Health care worker Becca Nguyen has been posting illustrations of Portland restaurant dishes on Instagram, and they’re gorgeous

A hand-drawn diary entry about Grindwittryz’s kamayan dinner by Rebecca Nguyen.
Grindwittryz diary entry.
Rebecca Nguyen
Brooke Jackson-Glidden is the editor of Eater Portland.

While celebrating her birthday at Higgins this year, Becca Nguyen ordered duck three ways — a duck breast, a thigh, and a sausage. After dinner, she tried reliving the dish by drawing it. “It was super rudimentary,” she says. “[But] I was like, ‘This is a start. This is how you get better.’”

Nguyen, a Portland-area health care worker, has always loved food. Growing up in Riverside, California, she and her family would drive into Los Angeles or San Diego, trying new restaurants and pop-ups. When she moved up to Portland, that passion for food only grew, as she would hit up food carts and restaurants around the area. It was her two passions — food and calligraphy — that inspired her to start creating illustrated diaries of Portland restaurant meals: grilled whole fish at Gregory Gourdet’s Kann, chicken adobo at Alberta’s Grindwittryz. She posts her illustrated guides on her Instagram, @lineandwave, side-stepping the traditional Instagram influencer or food blogger track while sharing her perspectives on some of her favorite Portland chefs.

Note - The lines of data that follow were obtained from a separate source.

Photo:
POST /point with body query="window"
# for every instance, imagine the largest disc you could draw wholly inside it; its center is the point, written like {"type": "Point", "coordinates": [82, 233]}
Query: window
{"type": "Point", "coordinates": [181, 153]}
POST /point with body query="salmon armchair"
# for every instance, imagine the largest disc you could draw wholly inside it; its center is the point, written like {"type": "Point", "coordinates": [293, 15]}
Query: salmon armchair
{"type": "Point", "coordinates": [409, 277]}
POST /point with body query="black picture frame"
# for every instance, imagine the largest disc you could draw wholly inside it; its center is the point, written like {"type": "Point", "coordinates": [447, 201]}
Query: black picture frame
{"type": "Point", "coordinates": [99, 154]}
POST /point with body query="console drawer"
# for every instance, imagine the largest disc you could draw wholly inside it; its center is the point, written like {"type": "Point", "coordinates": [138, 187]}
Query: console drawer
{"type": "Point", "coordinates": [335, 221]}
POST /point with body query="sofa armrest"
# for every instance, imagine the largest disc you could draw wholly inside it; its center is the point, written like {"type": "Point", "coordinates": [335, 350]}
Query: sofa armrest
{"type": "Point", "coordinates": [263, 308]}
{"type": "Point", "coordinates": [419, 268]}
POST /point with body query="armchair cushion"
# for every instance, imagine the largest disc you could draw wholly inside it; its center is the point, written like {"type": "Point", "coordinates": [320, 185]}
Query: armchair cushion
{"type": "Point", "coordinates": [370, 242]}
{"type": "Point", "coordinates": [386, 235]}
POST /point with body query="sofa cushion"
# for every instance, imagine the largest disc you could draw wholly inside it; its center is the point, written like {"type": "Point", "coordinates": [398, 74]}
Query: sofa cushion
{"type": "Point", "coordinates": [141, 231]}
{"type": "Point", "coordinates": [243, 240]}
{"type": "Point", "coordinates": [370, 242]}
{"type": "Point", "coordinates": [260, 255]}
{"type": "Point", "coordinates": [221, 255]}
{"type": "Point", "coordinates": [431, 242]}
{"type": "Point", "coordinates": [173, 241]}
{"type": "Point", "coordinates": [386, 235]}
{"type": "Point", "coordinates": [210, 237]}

Nguyen was interested in calligraphy before she started drawing food. For her, the creative release felt like a nice juxtaposition from her day job. “When working in health care, your job is really technical, there’s a lot of strict rules to things,” she says. “I hopped into calligraphy because even though there were rules, there was a flow to it that was really freeing. It was my therapy.”

As she became more passionate about her calligraphy, she wanted to improve her drawing skills as well, and decided to use food as a muse. After drawing her duck dish at Higgins, she moved onto a roundup of various slices she tried during Pizza Week. A few of the pizzerias represented began sharing the post on their Instagram stories, and Nguyen started churning out more diary posts. She was particularly happy with the entry she did for Matta and Baon Kainan, Vietnamese and Filipino American carts that share a pod; as a Vietnamese American with a Filipino American fiance, she felt particularly proud to be able to highlight both businesses.

“when I did Matta and Baon Kainan, I went, ‘Okay cool, I’m actually getting a lot better than this,’” she says. “After COVID, restaurants have really taken a hit, especially here in Portland where a lot of the restaurants are small businesses. This has been a great way to showcase the diversity of businesses ... just being able to show how vibrant our food scene is here.”